Research Interests
Hi! I'm Logan. This is a document describing my current research interests, in case it increases the likelihood of serendipitous coincidences — someone seeing this site, saying "oh, I'm working on that!" or "oh, I want to do a project like that!" and reaching out. As described before, a website is a long and complex search query (etc).
My main interest right now is mechanistic interpretability. I think mechanistic interpretability is both technically fascinating and philosophically, or something like "for the purposes of general world-modeling," interesting.
Some things I've spent reasonable amounts of time thinking about:
- SAEs.
- Parameter decomposition, especially in relation to similar-looking approaches (e.g. cross-layer transcoders)

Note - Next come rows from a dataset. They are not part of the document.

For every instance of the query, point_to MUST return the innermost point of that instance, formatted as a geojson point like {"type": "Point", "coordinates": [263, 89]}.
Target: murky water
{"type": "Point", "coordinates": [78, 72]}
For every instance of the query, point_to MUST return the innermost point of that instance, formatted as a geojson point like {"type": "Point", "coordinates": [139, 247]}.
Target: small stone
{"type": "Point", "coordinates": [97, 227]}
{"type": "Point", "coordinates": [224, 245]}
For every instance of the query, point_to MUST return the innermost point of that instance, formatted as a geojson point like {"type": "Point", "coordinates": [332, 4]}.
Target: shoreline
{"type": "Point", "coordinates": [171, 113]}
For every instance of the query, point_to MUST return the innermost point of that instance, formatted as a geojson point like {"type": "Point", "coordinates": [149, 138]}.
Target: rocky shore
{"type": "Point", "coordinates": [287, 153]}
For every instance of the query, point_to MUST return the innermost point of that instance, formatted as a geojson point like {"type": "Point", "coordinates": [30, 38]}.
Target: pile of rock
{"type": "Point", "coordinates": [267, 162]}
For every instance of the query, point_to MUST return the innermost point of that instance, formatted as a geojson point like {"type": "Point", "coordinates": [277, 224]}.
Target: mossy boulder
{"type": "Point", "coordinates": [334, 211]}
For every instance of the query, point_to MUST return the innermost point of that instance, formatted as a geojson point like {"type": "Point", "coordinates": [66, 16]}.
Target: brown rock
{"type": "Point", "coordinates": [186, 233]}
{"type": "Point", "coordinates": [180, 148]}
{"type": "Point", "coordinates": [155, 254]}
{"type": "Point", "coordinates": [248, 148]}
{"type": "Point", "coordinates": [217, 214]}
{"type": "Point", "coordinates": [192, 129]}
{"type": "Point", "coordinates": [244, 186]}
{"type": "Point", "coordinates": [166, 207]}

- As of very recently, I'm working on a project related to interpreting model diffs.
- I'd also be interested in projects related to reasoning/chain of thought faithfulness.
If you'd be interested in collaborating on research in these domains, reach out! (me at logan graves dot com
, lgngrvs
on Discord, lll.55
on Signal)
Here are other non-mech interp research topics I'd totally still be interested in:
- Mathematical models of agent coordination
- Abstract models (e.g. game theory)
- In the wild models (e.g. mechanism design)
- Qualitative models (e.g. history)
- Computational neuroscience, particularly computational neuroscience projects that draw from effective methodologies from AI (e.g. mechanistic interpretability)
- Neuron modeling
- Modeling neural circuitry (this one especially)
- Intellectual history
- 20th century intellectual history; how ideology shaped response to crises
- Longer-term undercurrents in human thought, e.g. comparative classics research
- International relations/International AI policy
- The ties between technology and great-power competition
- Nuclear proliferation and other related dynamics
- Clever treaty enforcement mechanisms, especially technological ones (e.g. methods for monitoring GPUs for treaty enforcement)
- Theology in/and mathematics
- Cyborgism-y things, e.g. what Neuralink is doing, as well as Chalmers and Clark's "Extended mind"